The physical impact of the drug, known locally as ‘shisha’, or glass, is visible: the sunken eyes and hollow cheeks of Afghan addicts in the queue mirror an image of meth addiction familiar to many in Western nations.
Data from 2015 shows Afghanistan had about three million drug addicts in total, a huge proportion of the country's estimated 37 million people.
Experts say the number has risen since 2015, and the proportion of addicts using meth could be as high as about 40 percent.
But just a few years ago, meth was practically non-existent in Afghanistan.
The first meth seizure was reported in southern Helmand province in 2008 - a meagre amount of a few grammes, according to Afghan counter-narcotic officials.
Fast forward to this year, in the first 10 months of 2019, and a massive 935 kilos had been seized, said Kabir Ibrahimkhail, a senior counter-narcotics officer.
"At the rate it is increasing, it will not be a surprise if it soon replaces opium in Afghanistan," the officer said.
That would be hugely significant in a country that grows roughly 90 percent of the world's illicit opium, and raises the question of whether Afghan meth could end up following the same international trafficking routes.
As drugs are exported to different corners of the world, like Saudi Arabia and Canada, domestic consumption rises as well.
The number of heroin and opium addicts was estimated at nearly 2.4 million in 2015.
Almost 10 percent of women use illicit drugs according to the 2015 UN report.
Moreover, the report showed that 9.2 percent of children up to 14 years old had been tested positive for at least one type of drug.
The country’s armed groups and warlords are also stakeholders in the production and marketing of the drugs.
According to the United Nations Office on Drugs and Crime (UNODC) opium production provided about half of the Taliban's revenues in 2016.
The Taliban, which once banned drug production when it took over Afghanistan, now wields significant control of the war-torn country’s narcotics production line, providing insurgents with billions of dollars.
Even before the Taliban’s involvement in the market, drugs have played a role in the country’s recent political history.
For nearly four decades, which have included the Soviet invasion in the 1980s, the civil war in 1990s and18 years of US occupation, unlawfulness has become the default form of governance in the country.
And amid the endless circle of conflict, illicit drugs dominated the economy, fuelled insurgency, becoming a bargaining chip in politics.
Although, the US has spent about $9 billion on the war against drugs since 2001, the Taliban still operates drug labs across the country.
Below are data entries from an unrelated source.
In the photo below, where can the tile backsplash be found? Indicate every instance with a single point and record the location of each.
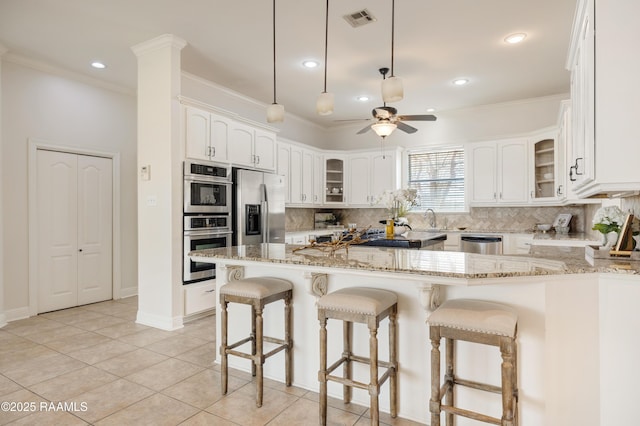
(479, 218)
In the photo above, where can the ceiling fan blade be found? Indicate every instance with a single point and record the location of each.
(425, 117)
(346, 120)
(405, 127)
(364, 130)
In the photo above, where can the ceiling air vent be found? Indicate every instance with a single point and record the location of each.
(359, 18)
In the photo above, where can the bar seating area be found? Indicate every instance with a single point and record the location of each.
(366, 306)
(256, 292)
(481, 322)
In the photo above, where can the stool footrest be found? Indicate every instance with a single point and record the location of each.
(477, 385)
(470, 414)
(239, 343)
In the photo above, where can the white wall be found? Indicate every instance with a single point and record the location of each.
(62, 111)
(459, 126)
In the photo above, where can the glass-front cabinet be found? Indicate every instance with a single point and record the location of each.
(545, 169)
(334, 180)
(547, 184)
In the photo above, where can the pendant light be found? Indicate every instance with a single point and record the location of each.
(392, 90)
(275, 112)
(324, 105)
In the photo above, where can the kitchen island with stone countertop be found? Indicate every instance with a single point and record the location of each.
(577, 322)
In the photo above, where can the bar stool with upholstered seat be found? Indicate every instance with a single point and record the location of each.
(257, 292)
(481, 322)
(368, 306)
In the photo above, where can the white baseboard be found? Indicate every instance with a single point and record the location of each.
(161, 322)
(15, 314)
(128, 292)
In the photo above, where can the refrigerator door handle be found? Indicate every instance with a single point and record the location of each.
(265, 214)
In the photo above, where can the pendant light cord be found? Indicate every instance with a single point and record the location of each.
(393, 22)
(326, 43)
(274, 51)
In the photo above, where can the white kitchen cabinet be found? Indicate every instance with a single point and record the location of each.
(604, 93)
(199, 297)
(252, 147)
(370, 174)
(498, 172)
(206, 134)
(334, 169)
(545, 169)
(301, 178)
(318, 179)
(283, 167)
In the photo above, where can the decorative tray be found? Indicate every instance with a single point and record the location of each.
(593, 252)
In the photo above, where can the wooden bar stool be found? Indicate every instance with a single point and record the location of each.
(368, 306)
(481, 322)
(257, 292)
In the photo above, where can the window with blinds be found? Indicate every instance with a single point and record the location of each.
(438, 176)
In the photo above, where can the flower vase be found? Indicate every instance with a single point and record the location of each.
(610, 239)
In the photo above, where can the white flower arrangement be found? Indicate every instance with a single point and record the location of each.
(608, 219)
(399, 201)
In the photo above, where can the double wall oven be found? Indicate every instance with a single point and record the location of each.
(207, 215)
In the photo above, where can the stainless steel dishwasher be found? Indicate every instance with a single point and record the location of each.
(483, 244)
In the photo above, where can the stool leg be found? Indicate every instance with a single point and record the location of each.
(450, 357)
(374, 387)
(347, 335)
(288, 361)
(322, 374)
(258, 359)
(223, 346)
(393, 359)
(507, 351)
(253, 338)
(434, 403)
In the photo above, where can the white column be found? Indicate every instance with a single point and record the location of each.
(160, 296)
(3, 318)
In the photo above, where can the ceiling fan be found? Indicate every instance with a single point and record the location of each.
(387, 118)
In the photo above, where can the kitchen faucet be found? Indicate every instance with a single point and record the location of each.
(432, 219)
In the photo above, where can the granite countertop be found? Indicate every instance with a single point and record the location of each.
(544, 260)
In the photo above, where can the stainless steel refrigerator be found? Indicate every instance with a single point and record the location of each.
(258, 207)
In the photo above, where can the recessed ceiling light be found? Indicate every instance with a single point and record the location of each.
(515, 38)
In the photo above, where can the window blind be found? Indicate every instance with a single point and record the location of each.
(438, 176)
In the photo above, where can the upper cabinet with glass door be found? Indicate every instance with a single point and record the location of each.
(334, 180)
(546, 186)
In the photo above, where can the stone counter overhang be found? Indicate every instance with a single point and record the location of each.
(449, 267)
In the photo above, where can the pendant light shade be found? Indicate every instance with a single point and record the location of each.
(324, 105)
(392, 90)
(384, 128)
(275, 112)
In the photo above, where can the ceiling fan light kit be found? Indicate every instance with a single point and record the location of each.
(275, 112)
(384, 128)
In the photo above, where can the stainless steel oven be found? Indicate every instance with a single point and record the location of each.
(207, 188)
(203, 232)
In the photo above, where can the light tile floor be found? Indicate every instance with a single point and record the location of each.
(108, 370)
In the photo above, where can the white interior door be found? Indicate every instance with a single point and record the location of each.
(74, 232)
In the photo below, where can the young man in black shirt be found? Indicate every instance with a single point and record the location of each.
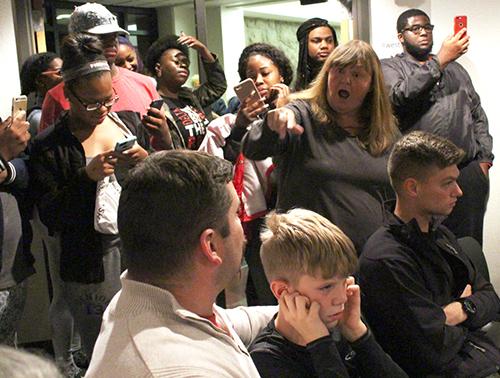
(422, 295)
(318, 331)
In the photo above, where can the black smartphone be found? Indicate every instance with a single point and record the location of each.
(157, 104)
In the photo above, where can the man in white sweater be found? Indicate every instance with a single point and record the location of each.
(183, 243)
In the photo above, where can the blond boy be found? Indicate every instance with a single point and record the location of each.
(318, 330)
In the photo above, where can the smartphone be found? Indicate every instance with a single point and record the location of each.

So do tribal leaders who use the trade to consolidate their social and political power.
Back at the Ibn Sina treatment centre in Kabul, 25-year-old Sulaiman, one of the men arriving at the treatment centre, said: "My life has been ruined by addiction.
"I would do whatever it takes to get the drug, from labouring to stealing," he added.
But Ibn Sina director Zalmai Naurozi takes a firm stance in his war against drugs.
He said: "We will have to work harder to save our people.”